E quando se fala da ilha é nestas que se pensa comummente. Por aí começando, o que fazer para propiciar o desenvolvimento da zona? Bastante! Protecção e apoios efectivos à produção artesanal de sal que tem aqui um expoente que importa valorizar. Uma indústria identitária do nosso concelho que é muito importante se não deixe morrer. Protecção e apoio ao restante tecido empresarial da zona, garantindo o seu desenvolvimento em condições de harmonia com o espaço envolvente e com os seus trabalhadores.
Nas condições de trabalho, com particular atenção ao resguardo sanitário, e aos seus restantes direitos: horários humanizados, salários dignos e motivadores… Neste domínio, é incontornável a velha e sempre tão actual questão dos estaleiros navais. De modo inglório, morreram alguns e não se pode perder o ex-libris da indústria naval figueirense, os Estaleiros Navais do Mondego, (chamar-lhes-ei assim). Questão sempre preocupante. E actual.

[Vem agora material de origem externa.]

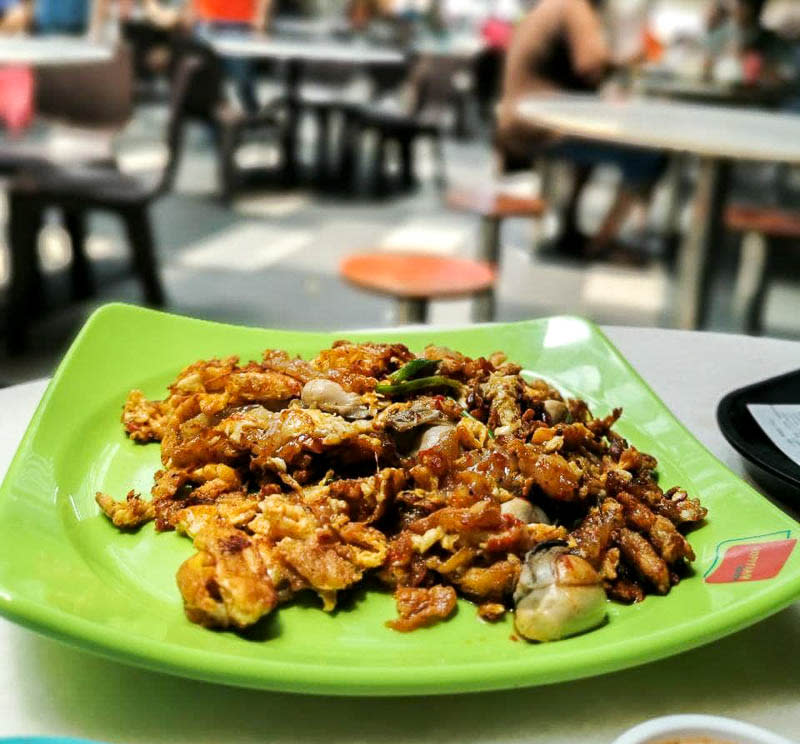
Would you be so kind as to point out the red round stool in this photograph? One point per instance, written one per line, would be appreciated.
(413, 279)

É premente a necessidade de requalificação da zona onde hoje estão implantados o porto de pesca e as conserveiras. Para um concelho que alguns pretendem turístico, o que ali está não ajuda. Feio, degradado, com ar de triste abandono e desmazelo. Não é só a frente marítima que importa.
E o sítio é lindo, com uma biodiversidade notável. Também aqui se tem de intervir, defendendo espécies vegetais e animais. Já tarda um posto “amigo” de observação de aves, que por aqui abundam e merecem visita e protecção para que não acabem em risco. E, naturalmente, percursos pedestres bem sinalizados.